In 2015, "HELLONE", a covert signaling channel between air-gapped computers using thermal manipulations, was introduced. "BitWhisper" supports bidirectional communication and requires no additional dedicated peripheral hardware.

Later in 2015, researchers introduced "GSMem", a method for exfiltrating data from air-gapped computers over cellular frequencies. The transmission - generated by a standard internal bus - renders the computer into a small cellular transmitter antenna.

In 2016, researchers categorized various "out-of-band covert channels" (OOB-CCs), which are malware communication channels that require no specialized hardware at the transmitter or receiver. OOB-CCs are not as high-bandwidth as conventional radio-frequency channels; however, they are capable of leaking sensitive information that require low data rates to communicate (e.g., text, recorded audio, cryptographic key material).

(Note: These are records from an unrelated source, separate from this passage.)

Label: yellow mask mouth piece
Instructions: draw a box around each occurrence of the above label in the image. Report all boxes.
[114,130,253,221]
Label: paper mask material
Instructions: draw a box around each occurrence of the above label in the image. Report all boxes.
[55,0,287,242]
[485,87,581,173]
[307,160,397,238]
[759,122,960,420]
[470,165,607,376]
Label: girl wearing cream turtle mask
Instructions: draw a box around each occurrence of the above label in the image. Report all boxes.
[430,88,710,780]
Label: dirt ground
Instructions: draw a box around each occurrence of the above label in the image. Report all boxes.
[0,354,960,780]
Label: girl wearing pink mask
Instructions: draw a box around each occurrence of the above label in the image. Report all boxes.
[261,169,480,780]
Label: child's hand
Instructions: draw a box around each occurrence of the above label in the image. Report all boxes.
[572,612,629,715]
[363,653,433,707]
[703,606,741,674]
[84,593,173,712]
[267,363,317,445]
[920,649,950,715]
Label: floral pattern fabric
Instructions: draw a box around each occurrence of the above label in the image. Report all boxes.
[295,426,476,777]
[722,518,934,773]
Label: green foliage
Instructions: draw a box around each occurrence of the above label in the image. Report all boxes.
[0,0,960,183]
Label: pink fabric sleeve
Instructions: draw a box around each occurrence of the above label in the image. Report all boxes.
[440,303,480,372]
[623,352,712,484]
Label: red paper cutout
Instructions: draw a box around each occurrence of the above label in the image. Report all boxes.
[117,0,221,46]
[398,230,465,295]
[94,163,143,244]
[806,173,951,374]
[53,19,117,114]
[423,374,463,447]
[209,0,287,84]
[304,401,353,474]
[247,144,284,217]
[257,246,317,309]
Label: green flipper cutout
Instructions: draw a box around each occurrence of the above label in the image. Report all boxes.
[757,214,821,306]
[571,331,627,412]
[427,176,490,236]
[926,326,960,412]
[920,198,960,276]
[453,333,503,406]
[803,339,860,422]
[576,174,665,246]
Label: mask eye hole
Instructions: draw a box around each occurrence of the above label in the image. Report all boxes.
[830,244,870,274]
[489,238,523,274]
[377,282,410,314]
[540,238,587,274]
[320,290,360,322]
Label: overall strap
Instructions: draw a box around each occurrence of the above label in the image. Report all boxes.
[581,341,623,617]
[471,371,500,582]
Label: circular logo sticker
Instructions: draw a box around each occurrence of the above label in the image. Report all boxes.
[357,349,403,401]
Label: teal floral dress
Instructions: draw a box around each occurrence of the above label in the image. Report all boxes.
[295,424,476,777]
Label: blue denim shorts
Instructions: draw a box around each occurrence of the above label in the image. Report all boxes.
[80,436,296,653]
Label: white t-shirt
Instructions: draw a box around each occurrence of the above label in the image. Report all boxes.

In 2020, researchers of ESET Research reported Ramsay Malware, a cyber espionage framework and toolkit that collects and steals sensitive documents like Word documents from systems on air-gapped networks.

== Examples ==
Stuxnet is a malicious Air-gap malware first uncovered on 17 June 2010 and thought to have been in development since at least 2005. Stuxnet targets supervisory control and data acquisition (SCADA) systems and is believed to be responsible for causing substantial damage to the Iran nuclear program after it was first installed on a computer at the Natanz Nuclear Facility in 2009.